I didn’t do anything “strange” I was surfing some familiar websites/forums, and was working with familiar software. I was sure that there was no security risk, that’s why I allowed it ( just once ). If it happens again I won’t allow it, and give you a more detailed report
I’m quite confident that the answesr will both be yes but I’ll ask anyway
Does this mean that the application stack test is not a ret2libc but actual executable code?
Does this mean that this Proof of concept is actually not using any Buffer Overflow?
From what I’ve understood sys-manage BufferShield provide an alternate support to Hardware based DEP because MS provided a way to disable this protection from within a program.
This decision was made in order to improve compatibility. Windows can still use a untouchable HW DEP protection but enabling that option will decrease compatibility. As there is a way to bypass MS compatible DEP mode, sys-manage provided a way to use a compatible mode that could not be bypassed.

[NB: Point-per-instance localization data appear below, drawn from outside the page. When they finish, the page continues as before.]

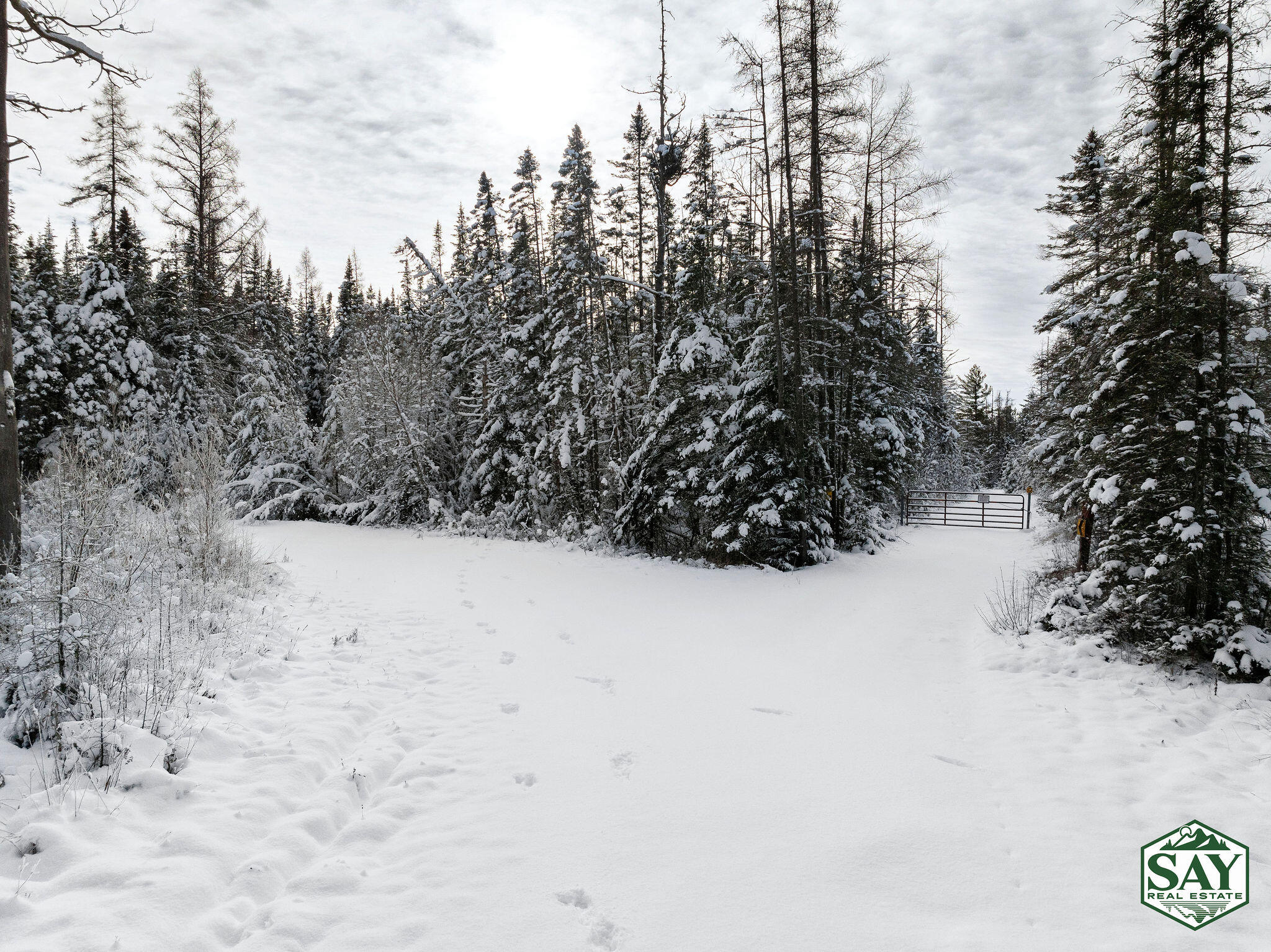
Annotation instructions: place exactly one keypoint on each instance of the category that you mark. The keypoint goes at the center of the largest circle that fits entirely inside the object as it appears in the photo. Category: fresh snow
(492, 745)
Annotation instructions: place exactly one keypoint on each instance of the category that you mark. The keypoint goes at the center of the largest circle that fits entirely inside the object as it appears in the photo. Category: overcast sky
(362, 122)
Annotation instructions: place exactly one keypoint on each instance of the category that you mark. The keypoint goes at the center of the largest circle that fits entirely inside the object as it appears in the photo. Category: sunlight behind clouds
(357, 127)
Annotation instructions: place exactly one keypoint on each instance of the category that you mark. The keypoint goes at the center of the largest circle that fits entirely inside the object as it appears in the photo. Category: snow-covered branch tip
(40, 23)
(24, 103)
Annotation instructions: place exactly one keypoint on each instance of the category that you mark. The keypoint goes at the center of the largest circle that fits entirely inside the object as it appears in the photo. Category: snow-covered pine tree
(114, 149)
(271, 457)
(668, 474)
(1090, 243)
(505, 480)
(573, 397)
(943, 465)
(313, 341)
(1172, 426)
(110, 374)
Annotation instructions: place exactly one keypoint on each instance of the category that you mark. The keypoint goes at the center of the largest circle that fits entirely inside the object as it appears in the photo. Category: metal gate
(968, 509)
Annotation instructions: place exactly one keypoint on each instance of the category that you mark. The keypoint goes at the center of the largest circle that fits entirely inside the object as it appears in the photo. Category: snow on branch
(58, 34)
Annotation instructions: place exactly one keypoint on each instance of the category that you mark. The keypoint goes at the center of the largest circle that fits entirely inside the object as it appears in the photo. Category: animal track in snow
(623, 763)
(604, 935)
(606, 684)
(575, 897)
(956, 763)
(601, 932)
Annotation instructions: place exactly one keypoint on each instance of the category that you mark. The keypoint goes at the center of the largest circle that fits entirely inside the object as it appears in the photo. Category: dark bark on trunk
(11, 487)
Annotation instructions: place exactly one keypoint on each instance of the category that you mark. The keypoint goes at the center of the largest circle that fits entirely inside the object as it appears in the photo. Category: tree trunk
(11, 486)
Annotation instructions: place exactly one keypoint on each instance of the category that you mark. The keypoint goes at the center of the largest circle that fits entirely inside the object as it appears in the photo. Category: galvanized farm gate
(966, 508)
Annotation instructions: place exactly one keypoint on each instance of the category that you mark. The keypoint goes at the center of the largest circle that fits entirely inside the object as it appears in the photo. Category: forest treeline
(1148, 408)
(734, 350)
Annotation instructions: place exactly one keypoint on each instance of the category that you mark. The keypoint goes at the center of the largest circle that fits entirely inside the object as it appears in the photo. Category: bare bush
(120, 611)
(1012, 604)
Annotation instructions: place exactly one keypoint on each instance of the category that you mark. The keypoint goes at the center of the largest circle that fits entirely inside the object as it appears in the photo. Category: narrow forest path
(528, 748)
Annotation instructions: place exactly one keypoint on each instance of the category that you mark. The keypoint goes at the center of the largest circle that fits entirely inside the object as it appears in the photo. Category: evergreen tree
(114, 149)
(110, 374)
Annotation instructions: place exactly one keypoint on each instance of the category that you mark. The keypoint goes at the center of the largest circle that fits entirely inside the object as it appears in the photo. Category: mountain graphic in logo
(1198, 838)
(1195, 875)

This should mean that their POC is focusing on execution of code from zones were it shouldn’t be allowed. In order to do this they successfully disable MS DEP if the OS is using the compatible mode.

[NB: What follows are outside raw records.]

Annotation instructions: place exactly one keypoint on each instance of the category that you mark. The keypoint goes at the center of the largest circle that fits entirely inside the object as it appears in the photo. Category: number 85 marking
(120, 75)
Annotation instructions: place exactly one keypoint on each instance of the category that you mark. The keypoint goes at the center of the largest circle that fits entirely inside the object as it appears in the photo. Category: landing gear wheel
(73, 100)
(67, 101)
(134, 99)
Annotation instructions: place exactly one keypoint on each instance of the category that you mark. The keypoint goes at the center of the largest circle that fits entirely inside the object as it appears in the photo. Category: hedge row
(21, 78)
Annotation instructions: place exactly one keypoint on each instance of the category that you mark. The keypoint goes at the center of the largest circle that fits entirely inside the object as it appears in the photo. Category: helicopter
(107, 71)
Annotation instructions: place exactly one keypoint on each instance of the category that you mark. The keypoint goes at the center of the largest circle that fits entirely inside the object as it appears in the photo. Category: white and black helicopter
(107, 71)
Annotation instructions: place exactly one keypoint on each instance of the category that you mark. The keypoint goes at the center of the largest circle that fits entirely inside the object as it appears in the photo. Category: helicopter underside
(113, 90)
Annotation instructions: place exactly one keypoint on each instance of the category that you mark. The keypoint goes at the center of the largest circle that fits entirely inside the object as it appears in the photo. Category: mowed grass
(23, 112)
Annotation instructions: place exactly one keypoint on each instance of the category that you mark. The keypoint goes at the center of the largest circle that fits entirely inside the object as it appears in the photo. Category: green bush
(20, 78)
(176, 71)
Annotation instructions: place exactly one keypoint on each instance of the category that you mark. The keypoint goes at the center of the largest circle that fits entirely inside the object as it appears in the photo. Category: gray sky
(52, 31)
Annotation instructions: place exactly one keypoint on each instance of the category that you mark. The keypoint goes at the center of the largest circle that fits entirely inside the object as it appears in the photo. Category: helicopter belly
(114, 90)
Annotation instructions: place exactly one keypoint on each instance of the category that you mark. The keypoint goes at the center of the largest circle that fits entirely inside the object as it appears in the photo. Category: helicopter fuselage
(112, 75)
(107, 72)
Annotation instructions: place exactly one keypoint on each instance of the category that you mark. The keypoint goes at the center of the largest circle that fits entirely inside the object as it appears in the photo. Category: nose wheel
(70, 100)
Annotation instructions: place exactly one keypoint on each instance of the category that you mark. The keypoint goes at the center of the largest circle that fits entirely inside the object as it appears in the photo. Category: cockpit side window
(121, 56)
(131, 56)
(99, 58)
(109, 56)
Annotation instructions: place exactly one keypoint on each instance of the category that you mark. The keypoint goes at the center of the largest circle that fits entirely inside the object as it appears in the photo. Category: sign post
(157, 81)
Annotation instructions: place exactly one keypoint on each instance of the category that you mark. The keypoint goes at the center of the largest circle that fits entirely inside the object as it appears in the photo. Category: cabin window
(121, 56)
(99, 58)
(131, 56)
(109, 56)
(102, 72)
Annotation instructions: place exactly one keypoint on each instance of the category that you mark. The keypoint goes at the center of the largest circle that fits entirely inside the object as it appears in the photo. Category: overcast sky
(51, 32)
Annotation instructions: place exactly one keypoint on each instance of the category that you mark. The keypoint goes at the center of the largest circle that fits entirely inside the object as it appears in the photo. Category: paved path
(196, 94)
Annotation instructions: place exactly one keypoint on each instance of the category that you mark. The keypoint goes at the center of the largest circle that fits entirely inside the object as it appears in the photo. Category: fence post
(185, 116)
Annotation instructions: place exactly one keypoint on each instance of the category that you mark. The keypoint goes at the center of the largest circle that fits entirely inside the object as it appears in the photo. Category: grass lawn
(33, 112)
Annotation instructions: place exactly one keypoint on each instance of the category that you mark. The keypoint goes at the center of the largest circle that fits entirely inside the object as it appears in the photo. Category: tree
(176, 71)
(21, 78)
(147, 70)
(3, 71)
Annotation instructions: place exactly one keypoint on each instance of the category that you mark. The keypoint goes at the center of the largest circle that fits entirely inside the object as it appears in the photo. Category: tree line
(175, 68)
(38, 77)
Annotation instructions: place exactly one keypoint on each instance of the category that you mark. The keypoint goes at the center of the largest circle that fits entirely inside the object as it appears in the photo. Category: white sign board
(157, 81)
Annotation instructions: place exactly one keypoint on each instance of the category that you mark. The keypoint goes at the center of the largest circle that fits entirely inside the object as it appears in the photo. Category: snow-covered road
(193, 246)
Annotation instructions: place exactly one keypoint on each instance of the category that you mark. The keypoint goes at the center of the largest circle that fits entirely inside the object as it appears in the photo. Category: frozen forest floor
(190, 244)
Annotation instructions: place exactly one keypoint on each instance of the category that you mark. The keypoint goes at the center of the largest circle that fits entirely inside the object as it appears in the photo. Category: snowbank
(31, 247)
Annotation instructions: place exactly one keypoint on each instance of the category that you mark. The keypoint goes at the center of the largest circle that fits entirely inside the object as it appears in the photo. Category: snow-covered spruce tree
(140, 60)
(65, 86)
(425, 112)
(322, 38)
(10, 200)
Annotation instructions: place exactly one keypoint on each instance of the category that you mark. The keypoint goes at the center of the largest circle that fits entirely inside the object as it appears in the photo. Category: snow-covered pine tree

In order to prove this concept I guess they don’t really need a Buffer overflow.
So actually Comodo and sys-manage used two different approaches. CMG focus on BO prevention. A BO can be exploited in order to execute code from unauthorized zones. So blocking A BO prevents exploit code tooEDIT:READ about CMG protection in the next post ;D
Judging from sys-manage POC instead, it seems that they sure protect from code execution in unauthorized zones. But DEP protection doesn’t handle all types of BO.
So if you would like to test that software against Comodo BO tester please post the results in https://forums.comodo.com/general_security_questions_and_comments_not_product_related-b85.0/
and link them from here.
I would like to know if BufferGuardian handle ret2libc correctly. ???
Another thing to mention is that only latest P4 and upper CPUs have HW DEP support. So BO protection should protect more users.
No, the answers are “no” actually Their test just execute few instructions from stack, this is not a real shellcode, you can’t do anything without callin APIs, but CMG detects only API calls in shellcodes, not instructions.
P.S. Btw, do their BO-protection works ? It’s not workin’ on my PC somehow.